A 'glacial oxygen pump'
The edge of the Venable Ice Shelf juts into the ocean between two peninsulas from Antarctica. (Photo: Operation IceBridge/NASA Goddard Space Flight Center [CC BY 2.0]/Flickr)
The study's authors looked at iron-rich rocks known as ironstones from Australia, Namibia and California, all of which date back to the Sturtian glaciation. These rocks were deposited in a range of glacial environments, the researchers found, providing a well-rounded picture of what marine conditions were like at the time.
Their findings suggest seawater farther from shore did have extremely low oxygen levels and high levels of dissolved iron, which would have rendered those environments uninhabitable for oxygen-dependent life such as animals. Closer to the ice-covered shorelines, however, the Sturtian seawater was surprisingly rich with oxygen. This is the first direct evidence for oxygen-rich marine environments during Snowball Earth, the researchers say, and it might explain how Cryogenian creatures managed to survive the snowball and later evolve during the Cambrian Explosion.
"The evidence suggests that although much of the oceans during the deep freeze would have been uninhabitable due to a lack of oxygen, in areas where the grounded ice sheet begins to float there was a critical supply of oxygenated meltwater," says lead author Maxwell Lechte, a postdoctoral researcher at McGill University, in a press release about the study. "This trend can be explained by what we call a 'glacial oxygen pump'; air bubbles trapped in the glacial ice are released into the water as it melts, enriching it with oxygen."
Glaciers are created by snow, which slowly becomes compressed into glacier ice as it accumulates. The snow holds air bubbles, including oxygen, that become trapped in the ice. Those bubbles move down through the ice over time, eventually escaping with meltwater from the underside of the glacier. In certain places, that might have provided just enough oxygen to help early marine animals survive Snowball Earth.
By studying 'snowball' and 'slushball' phases of Earth's history, scientists hope to learn more about other worlds that seem to have frozen oceans, like the exoplanet Kepler-62f. (Illustration: NASA Ames/JPL-Caltech/Tim Pyle)
In fact, Snowball Earth might have been more than just a hardship for those creatures to overcome.

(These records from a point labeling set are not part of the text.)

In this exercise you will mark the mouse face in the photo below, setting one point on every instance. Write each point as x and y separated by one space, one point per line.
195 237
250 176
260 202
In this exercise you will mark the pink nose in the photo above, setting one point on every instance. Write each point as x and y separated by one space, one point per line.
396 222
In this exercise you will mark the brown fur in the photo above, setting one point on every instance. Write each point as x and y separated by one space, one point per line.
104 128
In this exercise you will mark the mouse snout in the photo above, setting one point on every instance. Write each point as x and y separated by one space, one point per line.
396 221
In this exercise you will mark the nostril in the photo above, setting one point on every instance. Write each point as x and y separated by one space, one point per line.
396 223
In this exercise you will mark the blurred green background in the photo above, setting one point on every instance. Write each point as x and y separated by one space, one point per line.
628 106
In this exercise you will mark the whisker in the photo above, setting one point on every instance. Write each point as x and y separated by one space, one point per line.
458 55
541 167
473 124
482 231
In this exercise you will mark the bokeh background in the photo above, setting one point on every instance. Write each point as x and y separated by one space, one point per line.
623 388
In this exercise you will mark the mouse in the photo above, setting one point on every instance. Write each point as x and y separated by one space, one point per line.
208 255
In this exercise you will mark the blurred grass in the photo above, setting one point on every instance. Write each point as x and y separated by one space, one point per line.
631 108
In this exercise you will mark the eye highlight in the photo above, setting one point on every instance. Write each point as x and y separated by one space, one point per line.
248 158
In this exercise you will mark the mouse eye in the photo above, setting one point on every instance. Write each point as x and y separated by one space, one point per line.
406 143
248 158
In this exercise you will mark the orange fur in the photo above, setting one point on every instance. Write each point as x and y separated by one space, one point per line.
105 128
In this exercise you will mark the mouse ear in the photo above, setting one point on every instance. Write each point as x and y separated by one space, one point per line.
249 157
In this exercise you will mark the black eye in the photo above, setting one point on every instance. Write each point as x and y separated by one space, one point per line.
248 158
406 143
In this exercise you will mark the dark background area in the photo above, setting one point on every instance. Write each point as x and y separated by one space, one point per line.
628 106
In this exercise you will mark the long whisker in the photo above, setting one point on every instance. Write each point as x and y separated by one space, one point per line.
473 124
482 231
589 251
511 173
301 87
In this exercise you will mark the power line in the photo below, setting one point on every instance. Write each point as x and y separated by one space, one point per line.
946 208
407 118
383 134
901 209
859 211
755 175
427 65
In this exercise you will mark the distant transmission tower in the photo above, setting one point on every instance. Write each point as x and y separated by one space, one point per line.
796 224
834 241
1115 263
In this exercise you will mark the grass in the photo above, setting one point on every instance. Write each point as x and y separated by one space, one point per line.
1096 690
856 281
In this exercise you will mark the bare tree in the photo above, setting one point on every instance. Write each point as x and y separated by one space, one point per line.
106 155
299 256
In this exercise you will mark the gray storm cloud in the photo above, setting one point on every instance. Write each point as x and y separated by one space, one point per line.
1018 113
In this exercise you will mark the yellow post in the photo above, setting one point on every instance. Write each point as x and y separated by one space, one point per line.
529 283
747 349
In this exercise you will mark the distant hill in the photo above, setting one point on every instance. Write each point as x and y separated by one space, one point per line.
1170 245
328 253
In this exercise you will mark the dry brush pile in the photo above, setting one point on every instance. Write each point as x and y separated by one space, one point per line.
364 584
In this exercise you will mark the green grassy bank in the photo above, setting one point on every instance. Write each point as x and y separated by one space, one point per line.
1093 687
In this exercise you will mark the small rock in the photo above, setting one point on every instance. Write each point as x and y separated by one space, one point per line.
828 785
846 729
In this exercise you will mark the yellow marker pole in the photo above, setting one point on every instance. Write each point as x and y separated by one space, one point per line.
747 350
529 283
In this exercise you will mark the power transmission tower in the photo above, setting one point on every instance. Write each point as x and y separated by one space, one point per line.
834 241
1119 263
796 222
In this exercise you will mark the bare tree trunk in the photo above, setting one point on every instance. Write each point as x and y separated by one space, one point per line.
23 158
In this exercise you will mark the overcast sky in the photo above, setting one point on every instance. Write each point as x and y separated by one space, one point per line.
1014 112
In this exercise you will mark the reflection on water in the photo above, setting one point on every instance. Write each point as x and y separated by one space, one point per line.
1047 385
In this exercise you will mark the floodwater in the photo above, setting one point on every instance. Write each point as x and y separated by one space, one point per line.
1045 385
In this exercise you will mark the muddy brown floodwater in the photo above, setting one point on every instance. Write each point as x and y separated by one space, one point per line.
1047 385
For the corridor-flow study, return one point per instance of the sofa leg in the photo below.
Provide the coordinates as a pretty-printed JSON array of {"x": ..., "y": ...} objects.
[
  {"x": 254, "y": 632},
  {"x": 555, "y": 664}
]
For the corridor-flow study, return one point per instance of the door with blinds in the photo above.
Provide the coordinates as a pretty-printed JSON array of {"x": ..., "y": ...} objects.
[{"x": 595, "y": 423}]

There are hints that specific conditions of the Cryogenian might have helped pave the way for the Cambrian Explosion. "The fact that the global freeze occurred before the evolution of complex animals suggests a link between Snowball Earth and animal evolution," Lechte says. "These harsh conditions could have stimulated their diversification into more complex forms."
That was also the conclusion of another recent study, which linked the rise of animals to a global boom of algae during the Cryogenian. That algae boom, in turn, had been triggered by melting ice after the Sturtian glaciation. During the hot interval between the Sturtian and Marinoan freezes, huge amounts of meltwater surged into Earth's oceans — along with a few key ingredients, courtesy of Snowball Earth.
"The Earth was frozen over for 50 million years. Huge glaciers ground entire mountain ranges to powder that released nutrients, and when the snow melted during an extreme global heating event, rivers washed torrents of nutrients into the ocean," lead author and Australian National University professor Jochen Brocks explained in a statement.
As the hot interval gave way to another snowball phase, the combo of dense nutrients and cooling seawater created ideal conditions for an explosion of marine algae around the world. Oceans previously ruled by bacteria were now dominated by larger, more complex organisms, whose abundance provided the fuel for even bigger, more elaborate species to evolve. These were the forebears of the Cambrian Explosion, but if not for Snowball Earth, they — and therefore we — might never have had the opportunity to evolve.
"These large and nutritious organisms at the base of the food web provided the burst of energy required for the evolution of complex ecosystems," Brocks said. And it was only in these complex environments, he added, "where increasingly large and complex animals, including humans, could thrive on Earth."